October 13, 2002
ALCS, Game Five
Angels Lead Series, 3-1
In Game One, Joe Mays had outlasted and out-pitched the veteran Kevin Appier. While Mays wasn't as good as he was on that night, he still wasn't bad. Appier was more or less the same. The big difference tonight was in the bullpens.
Through the top of the fifth, win expectancy actually had the Twins taking Game Five. David Ortiz and A.J. Pierzynski drove in runs in the first and second inning respectively, giving Minnesota a 2-0 lead going into the bottom of the third. At that point Adam Kennedy led off the bottom of the third with a home run. Many of you will remember that it wouldn't be his last in this game, but for the moment it was a 2-1 game.
Entering the bottom of the fifth, Mays had allowed just one run off of four hits. 11 of his 15 balls in play were grounders, and while the Angels had been aggressive early in their at-bats the results had come out in Mays' favor. It turns out they'd been aggressive because they liked what they saw. That inning, the fifth, saw both Scott Spiezio and Kennedy, again, go yard. Luckily they were both solo shots, since every other ball that inning was a groundout, but the runs did give Anaheim a 3-2 advantage.
The Twins got their lead back in the seventh, off of the previously unhittable Francisco Rodriguez. After three consecutive singles loaded the bases with one out, K-Rod took over and probably didn't do any worse than his predecessor would have done. Rodriguez walked Bobby Kielty, who was pinch hitting for Luis Rivas, and all runners moved up a base when one of his pitches went wild with Jacque Jones at the dish. Jones didn't get a hit, but he did bring in the third run of the inning on a sac fly to give Minnesota their lead back at 5-3.
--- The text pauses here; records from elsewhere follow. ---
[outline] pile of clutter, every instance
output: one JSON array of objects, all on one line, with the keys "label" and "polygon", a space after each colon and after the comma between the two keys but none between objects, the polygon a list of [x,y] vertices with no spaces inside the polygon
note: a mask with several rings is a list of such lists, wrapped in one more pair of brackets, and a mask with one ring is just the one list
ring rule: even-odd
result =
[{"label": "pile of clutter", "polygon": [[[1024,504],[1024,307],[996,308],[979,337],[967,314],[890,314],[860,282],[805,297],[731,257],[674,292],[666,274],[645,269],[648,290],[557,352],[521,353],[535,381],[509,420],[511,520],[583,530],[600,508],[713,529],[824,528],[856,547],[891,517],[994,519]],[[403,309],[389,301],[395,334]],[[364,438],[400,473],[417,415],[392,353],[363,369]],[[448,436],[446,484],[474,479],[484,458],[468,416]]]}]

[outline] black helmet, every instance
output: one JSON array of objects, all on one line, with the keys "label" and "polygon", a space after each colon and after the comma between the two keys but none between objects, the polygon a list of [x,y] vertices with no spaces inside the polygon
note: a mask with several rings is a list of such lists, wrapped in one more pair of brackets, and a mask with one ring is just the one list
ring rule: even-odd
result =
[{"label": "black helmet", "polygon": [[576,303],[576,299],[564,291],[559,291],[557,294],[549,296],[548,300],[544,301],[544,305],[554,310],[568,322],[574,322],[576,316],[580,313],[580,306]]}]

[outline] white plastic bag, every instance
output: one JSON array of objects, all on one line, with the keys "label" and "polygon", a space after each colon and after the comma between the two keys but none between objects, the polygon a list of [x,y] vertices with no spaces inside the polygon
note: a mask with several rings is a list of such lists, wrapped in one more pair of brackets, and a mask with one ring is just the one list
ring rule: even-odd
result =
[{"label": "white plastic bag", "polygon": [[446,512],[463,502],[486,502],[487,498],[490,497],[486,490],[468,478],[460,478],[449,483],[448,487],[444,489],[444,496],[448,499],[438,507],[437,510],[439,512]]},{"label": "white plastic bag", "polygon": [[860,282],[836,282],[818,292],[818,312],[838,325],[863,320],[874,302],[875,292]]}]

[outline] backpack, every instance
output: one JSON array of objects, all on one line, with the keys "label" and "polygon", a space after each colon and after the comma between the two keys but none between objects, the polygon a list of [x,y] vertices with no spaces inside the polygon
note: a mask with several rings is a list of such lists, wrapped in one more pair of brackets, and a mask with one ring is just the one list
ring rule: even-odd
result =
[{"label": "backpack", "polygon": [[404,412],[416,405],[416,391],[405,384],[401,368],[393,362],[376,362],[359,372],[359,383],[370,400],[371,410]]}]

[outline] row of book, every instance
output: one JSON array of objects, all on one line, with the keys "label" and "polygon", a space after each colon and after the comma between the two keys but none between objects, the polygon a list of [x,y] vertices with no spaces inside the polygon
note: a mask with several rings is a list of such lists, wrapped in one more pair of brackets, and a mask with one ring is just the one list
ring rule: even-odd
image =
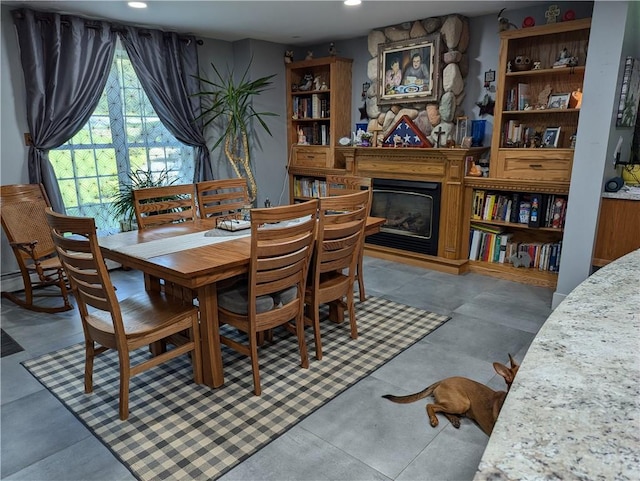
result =
[{"label": "row of book", "polygon": [[294,177],[294,197],[327,197],[327,183],[313,177]]},{"label": "row of book", "polygon": [[566,211],[564,195],[474,190],[471,218],[562,229]]},{"label": "row of book", "polygon": [[512,233],[489,232],[485,227],[471,226],[469,260],[558,272],[562,241],[513,242]]},{"label": "row of book", "polygon": [[323,94],[293,97],[294,119],[325,119],[329,117],[329,100]]},{"label": "row of book", "polygon": [[519,83],[507,92],[506,110],[524,110],[531,106],[529,84]]},{"label": "row of book", "polygon": [[503,147],[531,147],[535,134],[534,127],[522,124],[519,120],[509,120],[504,124],[502,145]]},{"label": "row of book", "polygon": [[329,126],[326,123],[313,122],[298,127],[299,145],[329,145]]}]

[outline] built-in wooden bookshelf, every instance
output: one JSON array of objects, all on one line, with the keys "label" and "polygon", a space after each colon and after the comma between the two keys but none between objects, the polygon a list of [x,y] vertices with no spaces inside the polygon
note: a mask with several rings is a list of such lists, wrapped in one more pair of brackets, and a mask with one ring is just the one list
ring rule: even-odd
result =
[{"label": "built-in wooden bookshelf", "polygon": [[[500,34],[489,177],[465,177],[463,235],[470,271],[545,287],[557,283],[590,27],[587,18]],[[576,61],[554,68],[564,49]],[[531,69],[518,70],[516,57],[528,58]],[[511,199],[509,219],[474,210],[480,208],[480,192],[502,196],[503,203]],[[560,212],[554,225],[554,213],[546,209],[556,201]],[[533,203],[539,212],[531,221]],[[524,256],[510,262],[518,252],[527,253],[528,266],[522,265]]]},{"label": "built-in wooden bookshelf", "polygon": [[290,165],[332,168],[351,128],[351,64],[325,57],[286,64]]}]

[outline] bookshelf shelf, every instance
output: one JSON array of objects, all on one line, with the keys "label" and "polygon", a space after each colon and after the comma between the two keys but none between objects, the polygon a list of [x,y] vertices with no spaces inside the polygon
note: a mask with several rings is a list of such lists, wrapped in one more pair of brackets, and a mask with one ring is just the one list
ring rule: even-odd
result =
[{"label": "bookshelf shelf", "polygon": [[562,114],[579,114],[580,109],[531,109],[531,110],[503,110],[502,115],[521,116],[521,115],[562,115]]},{"label": "bookshelf shelf", "polygon": [[579,67],[564,67],[564,68],[545,68],[539,70],[525,70],[524,72],[506,72],[505,77],[545,77],[545,76],[558,76],[558,75],[583,75],[584,65]]},{"label": "bookshelf shelf", "polygon": [[553,228],[553,227],[529,227],[526,224],[519,224],[517,222],[505,222],[500,220],[483,220],[483,219],[474,219],[473,217],[470,219],[472,224],[486,224],[486,225],[494,225],[498,227],[506,227],[509,229],[535,229],[536,231],[548,231],[548,232],[564,232],[562,228]]}]

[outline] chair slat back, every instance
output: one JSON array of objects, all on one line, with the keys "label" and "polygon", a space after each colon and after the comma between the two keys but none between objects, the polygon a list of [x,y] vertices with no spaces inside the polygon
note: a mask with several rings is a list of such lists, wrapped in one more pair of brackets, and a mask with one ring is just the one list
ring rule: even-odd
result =
[{"label": "chair slat back", "polygon": [[[38,259],[55,252],[44,211],[50,207],[42,184],[15,184],[0,187],[0,215],[9,242],[37,242],[34,256]],[[25,261],[30,257],[14,249]]]},{"label": "chair slat back", "polygon": [[135,189],[133,199],[140,229],[196,219],[193,184]]},{"label": "chair slat back", "polygon": [[[301,312],[317,211],[317,200],[251,211],[250,309],[255,310],[259,296],[297,286],[296,298],[283,308],[291,310],[290,318]],[[259,322],[261,317],[272,316],[273,311],[253,315]]]},{"label": "chair slat back", "polygon": [[320,199],[318,233],[314,252],[314,276],[348,269],[355,275],[358,254],[364,241],[369,191]]},{"label": "chair slat back", "polygon": [[124,336],[120,305],[98,245],[94,219],[62,215],[51,208],[46,209],[45,216],[83,324],[89,313],[87,306],[91,306],[109,312],[116,333]]},{"label": "chair slat back", "polygon": [[247,181],[242,178],[198,182],[196,192],[201,219],[239,214],[245,205],[250,204]]}]

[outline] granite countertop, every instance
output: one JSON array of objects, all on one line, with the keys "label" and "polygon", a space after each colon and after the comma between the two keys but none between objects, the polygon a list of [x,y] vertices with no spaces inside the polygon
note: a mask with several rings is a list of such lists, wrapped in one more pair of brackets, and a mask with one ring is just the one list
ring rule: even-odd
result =
[{"label": "granite countertop", "polygon": [[602,197],[607,199],[640,200],[640,187],[624,185],[618,192],[603,192]]},{"label": "granite countertop", "polygon": [[533,340],[474,481],[640,478],[640,249],[595,272]]}]

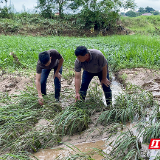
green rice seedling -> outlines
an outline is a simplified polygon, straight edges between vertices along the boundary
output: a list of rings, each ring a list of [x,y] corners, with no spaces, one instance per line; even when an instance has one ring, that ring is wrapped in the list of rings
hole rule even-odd
[[[63,78],[66,80],[72,79],[74,77],[74,69],[70,68],[66,71],[63,71]]]
[[[131,99],[130,95],[119,95],[118,103],[107,111],[104,111],[99,116],[98,122],[103,125],[107,125],[112,122],[126,123],[128,121],[133,121],[136,115],[142,115],[142,108],[140,106],[135,106]]]
[[[111,122],[126,123],[133,121],[135,117],[146,115],[147,107],[157,108],[157,103],[153,100],[153,95],[141,88],[130,85],[126,87],[126,92],[118,95],[115,104],[110,110],[102,112],[98,122],[107,125]]]
[[[103,132],[113,135],[113,134],[117,134],[117,132],[122,130],[123,130],[123,124],[112,123],[111,126],[106,127]]]
[[[0,92],[0,103],[6,105],[6,104],[10,104],[10,101],[11,101],[11,96],[9,96],[8,93]]]
[[[53,119],[57,113],[62,111],[61,104],[56,102],[53,94],[44,96],[44,103],[40,114],[45,119]]]
[[[157,155],[156,156],[152,156],[152,158],[154,158],[154,160],[159,160],[160,159],[160,153],[158,152]]]
[[[57,133],[73,135],[88,128],[90,116],[104,108],[104,103],[96,93],[97,90],[89,91],[86,101],[73,103],[55,117],[52,123]]]
[[[56,146],[61,141],[59,135],[52,133],[48,128],[32,130],[17,138],[10,144],[11,151],[37,152],[40,148]]]
[[[33,160],[33,155],[29,152],[13,152],[13,153],[7,153],[0,157],[1,160]],[[38,160],[36,157],[34,157],[35,160]]]
[[[85,110],[74,106],[67,107],[62,113],[58,114],[53,120],[56,133],[65,135],[73,135],[74,133],[82,132],[88,128],[90,118]]]
[[[91,158],[90,155],[87,155],[86,153],[77,153],[75,155],[70,155],[68,157],[64,157],[62,159],[56,158],[57,160],[95,160]]]
[[[142,158],[140,151],[140,149],[142,148],[141,142],[139,138],[135,136],[130,130],[120,133],[116,140],[112,141],[109,146],[112,147],[112,150],[108,155],[113,160]]]
[[[126,86],[126,91],[128,94],[132,94],[133,102],[141,106],[143,109],[157,106],[153,94],[149,91],[143,90],[139,86],[128,84]]]
[[[77,108],[84,109],[91,116],[95,112],[100,112],[105,109],[102,97],[102,90],[100,90],[96,84],[94,87],[91,87],[91,89],[88,90],[86,100],[78,101],[75,105]]]
[[[160,137],[160,122],[151,121],[151,123],[141,123],[138,126],[138,131],[143,137],[144,143],[150,143],[151,138]]]
[[[41,118],[52,119],[58,112],[61,112],[62,108],[57,103],[55,103],[54,98],[50,98],[50,96],[45,97],[44,101],[45,105],[43,107],[40,106],[38,104],[38,98],[35,93],[35,88],[28,87],[26,91],[23,91],[21,93],[21,95],[16,95],[10,101],[9,105],[0,107],[2,111],[0,112],[0,145],[2,146],[1,151],[8,150],[8,148],[10,148],[11,146],[13,147],[13,144],[15,146],[17,145],[17,147],[23,150],[23,148],[25,148],[24,144],[30,144],[30,142],[27,142],[27,139],[25,139],[25,134],[29,132],[32,133],[32,129],[38,122],[38,120]],[[43,132],[38,134],[42,134],[45,136]],[[38,134],[35,133],[33,137],[36,137],[36,135]],[[49,132],[47,136],[49,137],[50,134],[51,132]],[[24,144],[21,144],[19,142],[20,137],[21,140],[24,138],[22,140]],[[45,141],[45,143],[47,143],[47,140]],[[18,144],[21,144],[22,146],[18,146]],[[36,144],[37,142],[35,143],[35,145]],[[33,150],[34,148],[36,147],[33,147]]]

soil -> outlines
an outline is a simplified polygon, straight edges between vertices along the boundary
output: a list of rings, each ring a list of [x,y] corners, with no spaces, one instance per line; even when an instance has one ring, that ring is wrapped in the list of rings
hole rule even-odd
[[[132,84],[151,92],[160,104],[160,71],[145,68],[123,69],[116,73],[116,78],[124,87]]]
[[[115,74],[116,80],[123,84],[124,88],[128,83],[142,87],[144,90],[153,93],[154,99],[160,104],[160,71],[145,69],[145,68],[134,68],[134,69],[123,69]],[[34,76],[27,78],[18,75],[8,75],[3,74],[0,76],[0,92],[6,92],[10,94],[20,94],[20,91],[24,90],[27,85],[32,85],[34,83]],[[62,76],[62,92],[61,92],[61,105],[65,108],[69,104],[73,103],[74,100],[74,78],[70,77],[70,81],[63,79]],[[112,78],[113,79],[113,78]],[[98,78],[94,78],[90,83],[93,87],[96,83],[99,83]],[[53,73],[48,77],[47,92],[54,92],[54,81]],[[121,88],[123,88],[123,86]],[[112,88],[112,87],[111,87]],[[101,89],[99,85],[99,89]],[[116,90],[114,90],[116,92]],[[118,92],[118,91],[117,91]],[[65,96],[72,95],[70,98],[65,98]],[[89,124],[89,128],[83,131],[81,134],[75,134],[73,136],[65,136],[62,142],[72,143],[73,145],[86,142],[95,142],[107,138],[106,129],[102,125],[97,125],[95,123],[100,113],[94,114],[91,117],[92,123]],[[35,127],[40,129],[42,126],[49,125],[50,122],[41,119],[36,124]]]
[[[3,74],[0,76],[0,92],[11,94],[20,94],[27,85],[32,83],[31,78],[21,77],[13,74]]]

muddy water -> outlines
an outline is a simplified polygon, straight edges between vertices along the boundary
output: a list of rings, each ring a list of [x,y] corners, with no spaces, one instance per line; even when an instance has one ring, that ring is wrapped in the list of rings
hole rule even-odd
[[[70,154],[78,154],[78,153],[80,154],[81,152],[90,153],[93,150],[93,148],[105,149],[104,140],[97,142],[81,143],[81,144],[76,144],[74,146],[70,144],[66,145],[69,145],[73,149],[63,145],[54,149],[40,150],[39,152],[34,154],[34,156],[36,156],[39,160],[54,160],[56,159],[56,157],[61,159],[69,156]],[[103,157],[98,154],[94,154],[92,158],[96,160],[101,160]]]
[[[111,89],[112,89],[112,95],[113,95],[112,100],[114,103],[115,97],[121,92],[123,92],[121,84],[115,80],[115,77],[112,77]],[[105,97],[103,97],[103,101],[106,105]],[[67,147],[66,145],[61,145],[60,147],[56,147],[54,149],[40,150],[39,152],[35,153],[34,156],[36,156],[39,160],[54,160],[58,156],[60,159],[63,157],[67,157],[70,155],[70,153],[77,154],[77,153],[80,153],[80,151],[82,153],[91,152],[93,151],[93,148],[98,148],[106,151],[105,139],[94,141],[94,142],[78,143],[78,144],[75,144],[75,142],[73,142],[73,144],[75,147],[71,145],[69,146],[72,147],[75,151],[73,151],[71,148]],[[78,148],[80,151],[78,151],[78,149],[76,148]],[[98,154],[94,154],[92,158],[95,160],[103,159],[103,157]]]

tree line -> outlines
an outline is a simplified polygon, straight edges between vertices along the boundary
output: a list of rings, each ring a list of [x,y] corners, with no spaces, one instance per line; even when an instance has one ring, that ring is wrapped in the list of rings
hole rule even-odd
[[[129,17],[137,17],[141,16],[144,13],[151,13],[152,15],[160,15],[159,11],[156,11],[152,7],[147,6],[146,8],[140,7],[137,12],[133,10],[129,10],[128,12],[124,13],[122,12],[122,16],[129,16]]]
[[[1,3],[7,0],[1,0]],[[99,30],[115,25],[119,19],[120,9],[134,9],[134,0],[38,0],[36,10],[44,18],[69,20],[76,19],[84,28]],[[70,11],[71,13],[67,12]],[[12,18],[14,14],[9,7],[0,8],[1,18]]]

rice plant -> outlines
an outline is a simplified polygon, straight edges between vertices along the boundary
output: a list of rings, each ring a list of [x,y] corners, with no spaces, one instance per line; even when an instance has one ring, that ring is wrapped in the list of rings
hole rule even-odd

Then came one of the worst collapses I've ever witnessed in a single inning, and it probably is the worst single inning I've seen in the post-season from any team. In the bottom of the seventh, Johan Santana, Latroy Hawkins, J.C. Romero, and Bob Wells combined to allow ten hits, a walk, a hit batter, a wild pitch, and ten runs. The first seven batters of the inning reached safely. The Angels sent 15 men to the plate.
Minnesota, of course, was shell shocked. They went quietly over the game's final two innings, and the series came to a close with a humiliating 13-5 loss. If it's any consolation (it's not), the Twins were beat by the eventual 2002 World Series champions.
On the plus side, it was the team's first post-season run in 11 years, and they were set up by years of good drafting to be an inexpensive and talented team.